Tuesday, May 18, 2010

Winsome Dimpledom

When Betty White reappeared on television, about a hundred years ago, she dropped into the Mary Tyler Moore Show and closed an open oven door with her bare knee. It was ferociously funny.

It made me a fan, about 7 on a one-to-ten scale of funny but oddly irrelevant culture heroes. Is Betty White really Who We Are?

Of course she is! She's the antithesis of aging, a Valkyrie warrior against the horrors of our common grave, an everlasting timeless beacon of perpetual life and joy, a sparkler in the darkness.

She's who we are all right.
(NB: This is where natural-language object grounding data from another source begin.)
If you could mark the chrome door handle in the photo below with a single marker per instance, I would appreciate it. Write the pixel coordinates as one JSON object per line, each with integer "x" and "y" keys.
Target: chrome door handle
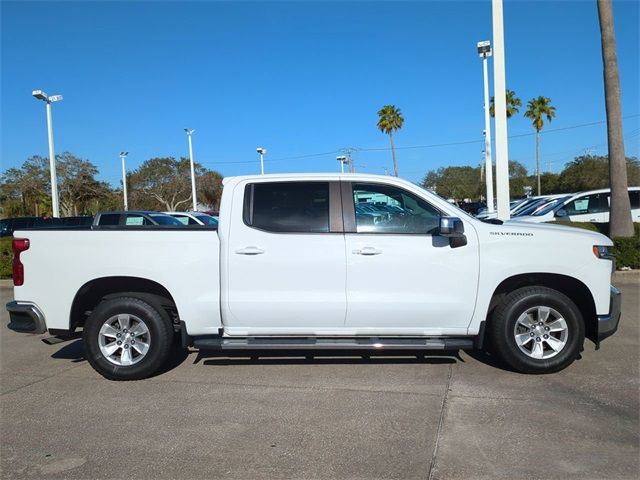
{"x": 250, "y": 251}
{"x": 367, "y": 251}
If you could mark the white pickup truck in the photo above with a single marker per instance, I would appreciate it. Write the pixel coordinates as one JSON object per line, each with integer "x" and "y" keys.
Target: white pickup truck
{"x": 318, "y": 261}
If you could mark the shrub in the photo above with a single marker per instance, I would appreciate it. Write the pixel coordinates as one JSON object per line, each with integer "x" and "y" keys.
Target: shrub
{"x": 6, "y": 257}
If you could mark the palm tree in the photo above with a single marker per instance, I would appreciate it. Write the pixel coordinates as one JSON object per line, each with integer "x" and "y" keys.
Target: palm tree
{"x": 620, "y": 224}
{"x": 513, "y": 103}
{"x": 538, "y": 108}
{"x": 390, "y": 119}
She's nuts, like us.

When Lawrence Welk finally popped his last cork, I thought I would never, ever, ever have to listen to that deedle-dee-DAH tink deedle-dee-DEE on Sunday nights again. Ever! But American Culture, so to speak, surprised me big time on that one. I should have seen it coming. It's not like I'd never seen a rerun before...

If Betty White ever does die, unthinkably, she too will be carefully wound 'round with Saran Wrap and Duck Tape, the answer from Modern Times to Mummy Shroud and then she will... slowly... dissolve, like Imogene Coca. Like Gracie Allen. Like Edie Adams. Like Betty Boop. Like the hologram of Isaac Asim...erm...Hari Seldon spouting "I told you so" epithegms (sic) to Foundation and Empire, and all and sundry, irrelevant without intention. Like...

Like ancient Egyptians, we Americans hate old people. Old people are zombies. And it's open season on zombies. I take it personally, although I'm just a baby old person (I'm only 65). I get feisty when I see this stuff.

I fight back. Senex bis puer!

A more phlegmatic apothegm, that is!